Looking for a handful of stories about worms to add to your Pre-K classroom’s collection? Unsure where to start? If so, perhaps I may be of some assistance. At one time, I worked in a Pre-K setting. As such, I just happen to know of several books that would fit in well with a worm themed lesson plan. Here’s a quick look at each one”
“Wiggling Worms at Work”
Wendy Pfeffer’s “Wiggling Worms at Work” is one of the first books that I’d recommend looking at. It contains a great basic overview of what makes worms so special. I would also recommend pairing it with Caroline Arnold’s book “Wiggle and Waggle” as well as Nancy Loewen’s tome “Garden Wigglers: Earthworms in Your Backyard.” Arnold’s tale uses two cartoon worms to get its point across whereas Loewen’s book takes a less fanciful approach. In combination, all three will help teach the children about a worm’s life cycle and its characteristics.
“Inch by Inch”
Leo Lionni’s “Inch by Inch” is another book that I’d suggest adding to your collection. I like the book because its storyline focuses on a savvy inchworm and its measuring prowess. Thus, it would make a superlative introduction to a math related activity. I would also suggest pairing it with Elinor J. Pinczes’ book “Inchworm and A Half.” It could be utilized in the same way. If you do decide to go that route, you may want to consider giving each child an inchworm ruler. Quill typically sells the rulers for around $16 a set.
Personally, I also found favor with Vivian French’s book “Yucky Worms.” In my opinion, she does an excellent job at providing a basic overview of the topic at hand. The book’s illustrations weren’t bad either. I typically like to read it in conjunction with Linda Glaser’s book “Wonderful Worms” and Clair Llewellyn’s “Earthworms.” Both books cover similar information. Llewellyn’s book also contains full-color photographs that will undoubtedly fascinate some of the children.
“Winnie Finn, Worm Farmer”
Should you want to broach the subject of worm farming, I’d recommend picking up a copy of Carol Brendler’s book “Winnie Finn, Worm Farmer.” It features a charming storyline about an aspiring, female worm farmer.

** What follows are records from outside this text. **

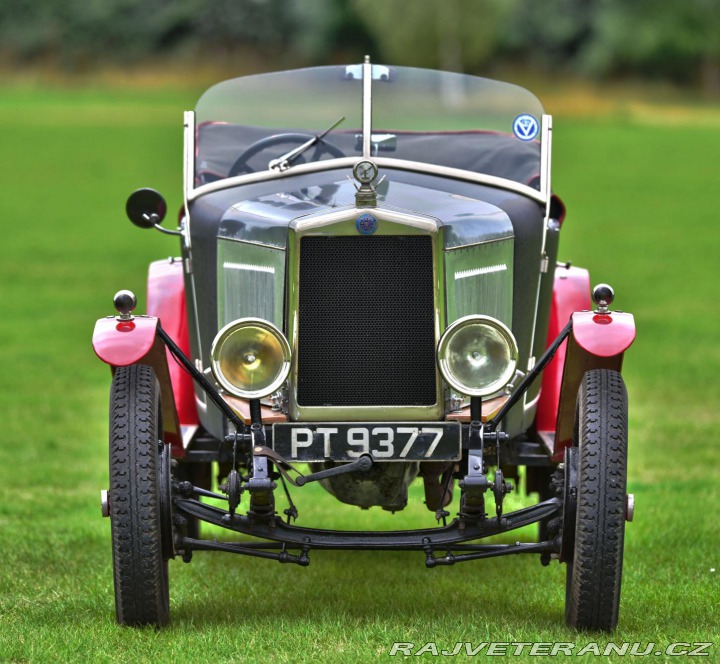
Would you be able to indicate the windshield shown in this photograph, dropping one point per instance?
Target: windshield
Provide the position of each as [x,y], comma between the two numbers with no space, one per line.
[274,122]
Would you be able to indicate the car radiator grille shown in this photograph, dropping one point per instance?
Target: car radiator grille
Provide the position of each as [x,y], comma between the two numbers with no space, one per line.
[366,331]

The children are likely to get a kick out of hearing about her ambitions. In addition, you could utilize the book as a transition to a worm farm building exercise or further discussions about how worm’s help to improve the soil.
“Diary of a Worm”
Lastly, if you want to read a fun book to the kids, I’d suggest scooping up a copy of Doreen Cronin’s “Diary of a Worm.” In my opinion, it has a cute storyline and wonderful illustrations. The kids are apt to learn something from the creature’s diary entries as well. You could also feasibly read it in conjunction with Sue Beth Balash’s book “Mimi the Inchworm.” As the title suggests, it focuses on a fictional inchworm with an agenda all her own.